The reason I bought the Apple in the first place was for photography. I also bought a professional negative film and slide scanner, and printer capable of producing A3+ size photographs. The ever practical Jackie has rigged up a wheeled platform housing these that can be brought from the bedroom wardrobe cupboard to the computer in the living room when I want to use them. For everyday printing I have a smaller printer/scanner that works well enough with the Windows laptop. But it wouldn’t work with the Apple. Of course not. The software disc must be loaded in. Where was it? After about half an hour I found it where it should have been and where it actually was in the first place and I didn’t find it when I looked. It was quite a long process to upload this, but I managed it.
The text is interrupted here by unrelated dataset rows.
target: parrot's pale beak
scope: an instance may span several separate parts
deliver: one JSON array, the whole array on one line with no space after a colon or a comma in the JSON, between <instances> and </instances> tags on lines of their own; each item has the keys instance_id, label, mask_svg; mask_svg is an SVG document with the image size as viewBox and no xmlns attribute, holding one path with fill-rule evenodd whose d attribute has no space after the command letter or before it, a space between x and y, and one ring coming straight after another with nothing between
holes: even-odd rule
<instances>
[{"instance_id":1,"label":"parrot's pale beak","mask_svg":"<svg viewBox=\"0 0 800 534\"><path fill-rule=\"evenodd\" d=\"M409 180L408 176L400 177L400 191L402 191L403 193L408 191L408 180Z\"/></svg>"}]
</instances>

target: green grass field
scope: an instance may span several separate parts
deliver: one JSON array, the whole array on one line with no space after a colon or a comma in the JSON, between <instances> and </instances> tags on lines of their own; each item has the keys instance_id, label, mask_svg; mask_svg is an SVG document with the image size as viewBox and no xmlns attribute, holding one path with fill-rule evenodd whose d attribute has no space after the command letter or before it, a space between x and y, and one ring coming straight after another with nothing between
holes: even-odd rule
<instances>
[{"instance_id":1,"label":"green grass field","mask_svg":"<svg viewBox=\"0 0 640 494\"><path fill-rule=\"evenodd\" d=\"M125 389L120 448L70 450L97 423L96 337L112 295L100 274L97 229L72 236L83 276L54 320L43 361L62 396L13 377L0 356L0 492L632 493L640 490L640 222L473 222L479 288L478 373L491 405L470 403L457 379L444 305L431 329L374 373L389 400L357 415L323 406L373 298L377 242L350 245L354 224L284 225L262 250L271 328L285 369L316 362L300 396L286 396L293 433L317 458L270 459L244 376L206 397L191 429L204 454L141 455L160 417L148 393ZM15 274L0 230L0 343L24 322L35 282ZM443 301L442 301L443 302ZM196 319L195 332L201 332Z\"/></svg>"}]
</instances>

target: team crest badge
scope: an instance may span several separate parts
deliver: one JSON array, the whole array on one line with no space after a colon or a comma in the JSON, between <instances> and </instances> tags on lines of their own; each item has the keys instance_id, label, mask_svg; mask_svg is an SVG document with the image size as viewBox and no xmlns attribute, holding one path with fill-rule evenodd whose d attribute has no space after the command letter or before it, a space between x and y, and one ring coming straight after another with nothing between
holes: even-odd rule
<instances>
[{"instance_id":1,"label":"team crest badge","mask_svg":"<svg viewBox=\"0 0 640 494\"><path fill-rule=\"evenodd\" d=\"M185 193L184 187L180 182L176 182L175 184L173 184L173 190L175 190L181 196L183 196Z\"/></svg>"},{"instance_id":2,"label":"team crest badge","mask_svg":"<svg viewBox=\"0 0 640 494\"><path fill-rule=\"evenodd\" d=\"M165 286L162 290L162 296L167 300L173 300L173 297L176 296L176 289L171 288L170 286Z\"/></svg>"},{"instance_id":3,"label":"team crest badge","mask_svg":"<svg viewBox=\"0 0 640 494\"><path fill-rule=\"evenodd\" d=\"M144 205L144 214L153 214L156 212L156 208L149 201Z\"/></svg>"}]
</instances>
Then I printed a sample picture which had lines all over it. That meant the nozzle had to be cleaned. Simple enough on the laptop, but it took me ages to manage it on the Apple.
One last task would suffice for today. Downloading the digital photographs from my camera to Windows Vista laptop works like a dream. But could I do it on the Apple? No. That computer, bought in 2007 is too old, for goodness sake.
It was almost a relief, after lunch, to walk to Lyndhurst, ahead of Jackie to meet her there, via Emery Down, where The New Forest Inn was making good use of at least one chimney.
On the way through Minstead I stopped and chatted with a couple on a walking holiday. Thinking I recognised their accent I asked where they were from. It was Spalding in Lincolnshire, which is not all that far from Newark.
On the road down to the ford a male pheasant scurried across my path. ‘Why did the chicken cross the road?’ is a hoary old question to which there are numerous humorous answers. I don’t know why my bird crossed the road in the first place, but I think he turned and recrossed it because he had seen me get my camera out, and, proud of his plumage, wished to prance about and pose for me.
Molehills abounded in the fields and on the verges. I have never seen a live mole, but I am sure I would know one from E.H.Shepard’s marvellous illustrations to Kenneth Grahame’s children’s classic ‘The Wind In The Willows’, which was one of my favourites. So inspired was I by Mr. Toad and his friends that, in my teens in the mid-’50s, I began to make a comic book called ‘Toad in the Wild West’. That original masterpiece is long gone. But here is a rough sketch of the eponymous hero.
Perched on the hilltop as you approach Lyndhurst from Emery Down is the rather splendid Victorian church of Saint Michael and All Angels.
In its graveyard lie the ashes of Alice Hargreaves, nee Liddell, the inspiration for the reverend Charles Dodgson, otherwise known as Lewis Carroll. His ‘Alice’ books are also timeless classics.
A steep set of stone steps winding down to the town carpark is made from old gravestones, almost all the inscriptions of which are completely obliterated. One would hope that these erasures were the effect of centuries of wind and rain, rather than of recent footsteps.
Jackie’s complete lamb jalfrezi meal was reprised for our dinner. I finished the Carta Roja while she drank Orange Hefeweizen beer from Kitchen Garden Brewery in Sheffield Park, Uckfield. This is a Sussex outlet which seems to have some provenance for Jackie. Some years ago Jackie picked grapes for the friend of a friend who ran the Sheffield Park Vineyard and Nursery. He was Harry the Grape. Harry Godwin would be beyond retirement age by now. So has he or his son branched out? Or are there now two different enterprises? Answers in a comment please.
Episode 2 of ‘Call the Midwife’ followed our meal.